Les chapitres qui suivent présentent le devenir du latin outre-Rhin. L’humanisme allemand est marqué par les noms de Conrad Seltis, de J. Reuchlin et d’Ulrich von Hutten. Les humanistes appuyèrent dans un premier temps la Réforme de Luther, mais le fanatisme de ce dernier les heurta. Érasme, qui jouissait d’une immense popularité, consacra une part importante de son œuvre à l’enseignement du latin. Son contemporain, Melanchthon, fut le premier à allier à la studia humanitatis l’idée, déjà présente chez Ovide, que la rhétorique, et plus généralement l’étude des langues, police l’individu. La Réforme ayant violemment critiqué les mœurs relâchées des ecclésiastiques, les Jésuites, tout en reprenant le concept des lycées protestants, rejetèrent les poètes élégiaques et autres chantres de l’amour, et firent du théâtre et de l’oralité le cœur de l’enseignement du latin. Au XVIIIe siècle cependant, le latin n’est plus langue de l’Europe cultivée. La prééminence des langues nationales s’est en effet progressivement affirmée depuis le XVIe siècle. On peut avancer trois explications à ce phénomène : le préjugé selon lequel on n’exprime bien ses sentiments que dans sa langue maternelle, un sens du devoir patriotique, ou encore le souci de toucher ses concitoyens moins cultivés. Le déclin du latin scolaire s’accentua en Allemagne sous le règne de Guillaume II. L’éducation nationale devint alors prioritaire. Les dissertations latines et le latin oral disparurent des enseignements, et ce jusqu’à la fin du IIIe Reich.
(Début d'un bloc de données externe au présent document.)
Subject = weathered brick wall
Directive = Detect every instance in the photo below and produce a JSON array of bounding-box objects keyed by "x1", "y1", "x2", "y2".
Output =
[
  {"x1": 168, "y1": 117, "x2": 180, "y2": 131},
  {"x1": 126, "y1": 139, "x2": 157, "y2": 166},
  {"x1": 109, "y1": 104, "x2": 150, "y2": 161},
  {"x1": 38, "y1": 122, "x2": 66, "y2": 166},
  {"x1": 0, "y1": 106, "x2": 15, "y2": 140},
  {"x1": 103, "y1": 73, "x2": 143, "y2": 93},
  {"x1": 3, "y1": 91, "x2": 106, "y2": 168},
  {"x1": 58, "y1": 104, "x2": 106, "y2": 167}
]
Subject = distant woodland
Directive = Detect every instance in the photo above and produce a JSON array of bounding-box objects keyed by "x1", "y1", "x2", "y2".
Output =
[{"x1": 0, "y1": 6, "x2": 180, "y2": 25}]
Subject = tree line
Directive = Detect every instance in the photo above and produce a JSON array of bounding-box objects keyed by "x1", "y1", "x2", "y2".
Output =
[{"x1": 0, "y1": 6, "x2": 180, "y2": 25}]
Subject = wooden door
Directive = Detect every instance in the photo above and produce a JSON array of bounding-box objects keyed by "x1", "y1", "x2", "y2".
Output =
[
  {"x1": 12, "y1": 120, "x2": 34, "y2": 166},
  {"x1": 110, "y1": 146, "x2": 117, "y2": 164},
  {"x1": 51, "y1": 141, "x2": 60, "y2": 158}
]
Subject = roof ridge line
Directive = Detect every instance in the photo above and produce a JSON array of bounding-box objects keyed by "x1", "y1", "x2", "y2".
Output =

De nos jours, le latin universitaire a pris une autre direction : il appartient, depuis 1890, au champ disciplinaire de la philologie classique. En revanche, le latin vivant, oral, hors du cadre universitaire, est pratiqué dans le cadre de cercles, d’associations, et plusieurs journaux lui sont consacrés : Latinitas, Retiarus, Melissa, Vox Latina.

Au final, si ce livre est enthousiasmant par la verve de son auteur, qui témoigne de son intense amour de la langue latine, en revanche, les nombreuses erreurs relevées affadissent le plaisir de la lecture.